Uncle Tommy was 91. He was my father’s youngest sibling. There were seven of them, four boys and three girls. Now they are all gone. At such an age, and going peacefully, it can hardly be considered a tragedy. But he was my favourite uncle since I was a very little girl, when he was a young soldier on leave during World War II. He and my Dad were favourite brothers, even though Dad was the second-eldest in the family.

Tommy left; Oswald aka Rob (my Dad) 4th from right

When I was 17, he and
my lovely aunty took me and my little brother in when I needed a home near Melbourne University and he just needed a nice home. We were recovering from two years with an alcoholic stepmother who hated us. Their welcome was a blessed antidote. They moved to Perth (W.A.) some years later. The marriage broke up and he reconnected with his childhood sweetheart and true soulmate, who sadly died too young – but not before they had shared much happiness. He never forgot her. Yet he and the darling aunty (who has now outlived him) remained best friends.

With his lifelong love, Isobel

I last saw Uncle Tommy when I visited him in Perth
in 2003, a joyous occasion for us both. He called me his “beautiful niece”. Not long ago my cousin told me that his eyes would light up whenever she mentioned me.

Here is what I wrote about him last year, which readers of my poetry may recall:

Favourite Uncle

You walked on your hands
across the floor, up on a chair,
along the dining table
and down at the other end.

And you could whistle
and play a comb and tissue
just like a mouth organ.

You called me Mary Rose,
my Dad’s name for me.
You were his youngest brother.

At 70, grey-bearded,
you rode a motorbike.
90 this year, you requested a party
“small but memorable".


With another dear niece, my cousin Elizabeth

* Note: “First” is not a ranking, but a chronological reference. Her mother was the first to do me the honour of asking me to be her child’s spiritual mentor. There are seven other godchildren now, two of them godsons. I can’t call First GodDaughter "Oldest GodDaughter" because she isn’t.
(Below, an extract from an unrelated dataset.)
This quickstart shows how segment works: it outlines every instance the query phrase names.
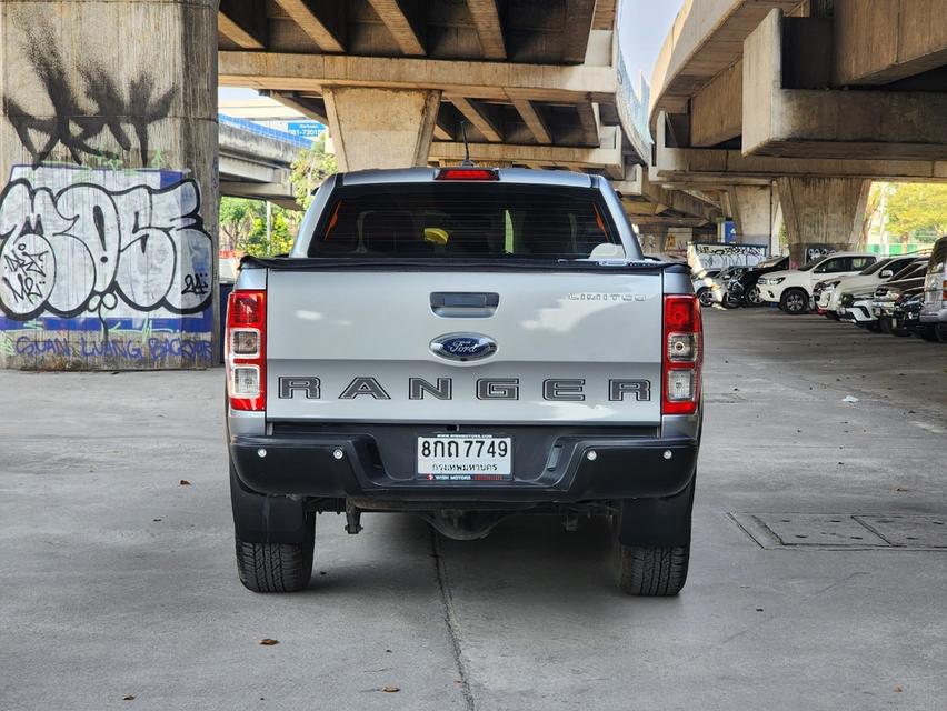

The oldest, though I’d known her all her life, didn’t become a goddaughter until she was a young adult, when all concerned recognised the nature of the relationship. She is Fifth GodDaughter and is years older than any of my other godchildren, including First GodDaughter.


  1. ah, loss on gain on loss on gain.

    how wonderful to spend time with a goddaughter.

    incidentally, I come from a different Perth where my uncle in 91.